Brasilien ist auf der Suche nach sich selbst

Nach der enttäuschenden Heim-WM möchte sich Brasilien zu alter Stärke zurück dribbeln.

Das ÖFB-Team trifft am Dienstag (19 Uhr/live ORF eins) im ausverkauften Happel-Stadion auf die erfolgreichste und wohl glamouröseste Fußball-Nationalmannschaft der Welt - die allerdings von schweren Selbstzweifeln geplagt wird. Das 1:7-Debakel im Semifinale der Heim-WM gegen Deutschland und das anschließende 0:3 gegen die Niederlande haben tiefe Wunden beim Rekordweltmeister hinterlassen.

Seit dem Desaster vor eigenem Publikum kämpfen die Brasilianer um die Wiederherstellung ihres guten Rufs im Weltfußball. Geschafft werden soll dies mit einer erneuerten Mannschaft, einem neuen Teamchef (Carlos Dunga) und einer Welt-Tournee, die Neymar und Co. in den vergangenen Wochen in die USA, nach China, Singapur und in die Türkei führte.

Ein Mann im blauen Trainingsanzug des brasilianischen Fußballverbands bei einer Pressekonferenz.
Abgesehen von den finanziellen Annehmlichkeiten handelt es sich dabei quasi um einen Selbstfindungstrip - Dunga muss dem gedemütigten fünffachen Champion das Selbstvertrauen zurückgeben und gleichzeitig eine schlagkräftige Truppe für die Copa America 2015 in Chile formen.

Im Gegensatz zu den Oktober-Partien berief der Nationaltrainer diesmal ausschließlich Europa-Legionäre in den Kader. Dadurch machte er sich Freunde bei den brasilianischen Vereins-Coaches, die sich gerade in der entscheidenden Saisonphase befinden und ihre Spieler nur ungern abgestellt hätten.

Aufwind

Doch nicht nur in punkto Kommunikation mit den Trainer-Kollegen befindet sich Dunga auf gutem Weg. Seit seinem Amtsantritt nach der WM gab es unter dem Nachfolger von Felipe Scolari gegen Kolumbien (1:0), Ecuador (1:0), Argentinien (2:0), Japan (4:0) und die Türkei (4:0) ausnahmslos Siege ohne Gegentore. Trotzdem hat sich die Stimmung an der Heimatfront noch nicht wirklich gebessert - wohl auch deshalb ist die "Selecao" seit der WM nicht mehr vor eigenem Publikum angetreten.

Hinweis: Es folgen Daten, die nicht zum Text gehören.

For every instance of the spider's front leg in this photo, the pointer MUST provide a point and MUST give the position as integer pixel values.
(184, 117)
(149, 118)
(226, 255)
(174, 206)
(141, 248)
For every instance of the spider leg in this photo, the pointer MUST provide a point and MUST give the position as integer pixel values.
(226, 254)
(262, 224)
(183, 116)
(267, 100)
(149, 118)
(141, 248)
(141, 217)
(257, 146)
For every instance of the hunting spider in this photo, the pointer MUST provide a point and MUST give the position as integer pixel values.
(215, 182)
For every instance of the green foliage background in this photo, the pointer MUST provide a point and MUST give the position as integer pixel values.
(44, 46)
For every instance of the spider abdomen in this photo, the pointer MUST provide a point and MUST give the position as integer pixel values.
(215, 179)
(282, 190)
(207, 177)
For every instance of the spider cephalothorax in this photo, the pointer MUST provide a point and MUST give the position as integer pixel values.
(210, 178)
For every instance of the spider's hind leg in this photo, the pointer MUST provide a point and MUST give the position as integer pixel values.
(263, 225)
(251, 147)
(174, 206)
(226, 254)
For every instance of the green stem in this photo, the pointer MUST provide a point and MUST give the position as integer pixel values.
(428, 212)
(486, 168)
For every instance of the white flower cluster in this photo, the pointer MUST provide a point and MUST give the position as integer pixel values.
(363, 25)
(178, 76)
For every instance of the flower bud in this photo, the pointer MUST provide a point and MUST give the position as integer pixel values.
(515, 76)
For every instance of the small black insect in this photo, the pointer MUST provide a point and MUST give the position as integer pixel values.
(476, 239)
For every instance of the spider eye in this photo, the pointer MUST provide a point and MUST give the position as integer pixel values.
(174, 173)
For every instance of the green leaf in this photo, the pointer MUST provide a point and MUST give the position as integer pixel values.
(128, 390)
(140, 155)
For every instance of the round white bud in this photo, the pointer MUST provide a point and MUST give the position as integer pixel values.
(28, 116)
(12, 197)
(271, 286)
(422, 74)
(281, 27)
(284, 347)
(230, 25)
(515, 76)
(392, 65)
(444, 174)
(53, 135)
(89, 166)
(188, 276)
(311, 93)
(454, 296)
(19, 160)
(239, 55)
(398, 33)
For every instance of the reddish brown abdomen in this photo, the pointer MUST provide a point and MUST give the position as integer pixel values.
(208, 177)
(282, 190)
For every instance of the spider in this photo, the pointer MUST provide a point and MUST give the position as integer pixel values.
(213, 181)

Verärgerte Fans sind jedoch nicht der einzige Grund, warum die Brasilianer ihre Länderspiele lieber in der Fremde austragen. Durch einen bis 2022 laufenden Vertrag mit der englischen Agentur "Pitch International" gibt es nämlich in Auswärtsspielen mehr zu verdienen. Für jedes Ländermatch außerhalb Brasiliens kassiert der brasilianische Fußball-Verband (CBF) von der Agentur eine Garantiesumme von einer Million Dollar.

Teurer Spaß

Wie das Fußball-Fachmagazin ballesterer unter Berufung auf brasilianische Medien berichtete, kassierte "Pitch International" vom türkischen Verband für das Brasilien-Gastspiel in Istanbul zwei Millionen Dollar (1,61 Mio. Euro). Welche Summe der ÖFB an die Agentur überweist, wurde nicht bekanntgegeben.

Den Kontrakt mit "Pitch International" schloss 2012 der Verbandschef Jose Maria Marin ab, kurz nachdem er dem skandalumwitterten Ricardo Teixeira nachgefolgt war. Der 82-jährige Marin wird ebenso ständig mit Korruption in Verbindung gebracht wie der 73-jährige Marco Polo del Nero, der ab 2015 als CBF-Boss fungiert. Diese Rochade wurde bereits im April 2014, also noch vor der Heim-WM, beschlossen.

Das blamable Endrunden-Abschneiden hatte auf Funktionärsebene keine personellen Konsequenzen zur Folge. Der einzige ranghohe CBF-Mitarbeiter, der nach der WM gehen musste, war der Pressechef - und zwar nur deshalb, weil er im WM-Achtelfinale dem chilenischen Spieler Mauricio Pinilla im Kabinengang einen Schlag versetzte und von der FIFA gesperrt wurde.